A few days ago, Skype decided to monetize its software by displaying ads in between conversations. Most people found this unsavory, but Skype tried wrapping the advertisement scheme as display of “relevant content”, and made a bold claim that it would spark conversations. It goes without saying that Skype invited everyone’s wrath with this move.
Earning back some karma, Skype did something appreciable recently. The Skype software on Linux graduated to version 4.0 which is good news for Skype users who are in the habit of waiting for Skype updates now. The 4.0 release is codenamed “Four Rooms for Improvement” and brings in lots of new features, thus making for a better Skype experience on Linux.

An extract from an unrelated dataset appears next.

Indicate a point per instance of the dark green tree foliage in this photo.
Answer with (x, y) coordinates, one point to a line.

The post announcing the release on the Skype official blog says,
With this release, we have finally filled the gap with our other desktop clients and we are now making many of the latest Skype features, as well as a lot of UI improvements, available to our penguin lovers.
The blog post claims improvements in UX, as well as the underlying communication technology. Minor changes include fixes for crash issues, newer emoticons and new language packs. There is also a fair warning that says that the first load of the latest Skype will synchronize the chat history, and things might be a bit slow initially.
It is sad to see that Windows users can enjoy Skype 5.10 while Linux users have to make do with Skype 4.0. This second-class treatment of Skype on Linux has been criticized extensively in this blog post. Linux might have its own ninja-skills and hacker-friendly tools, but when it comes to attracting third-party developers, it clearly has not been able to catch up with Windows.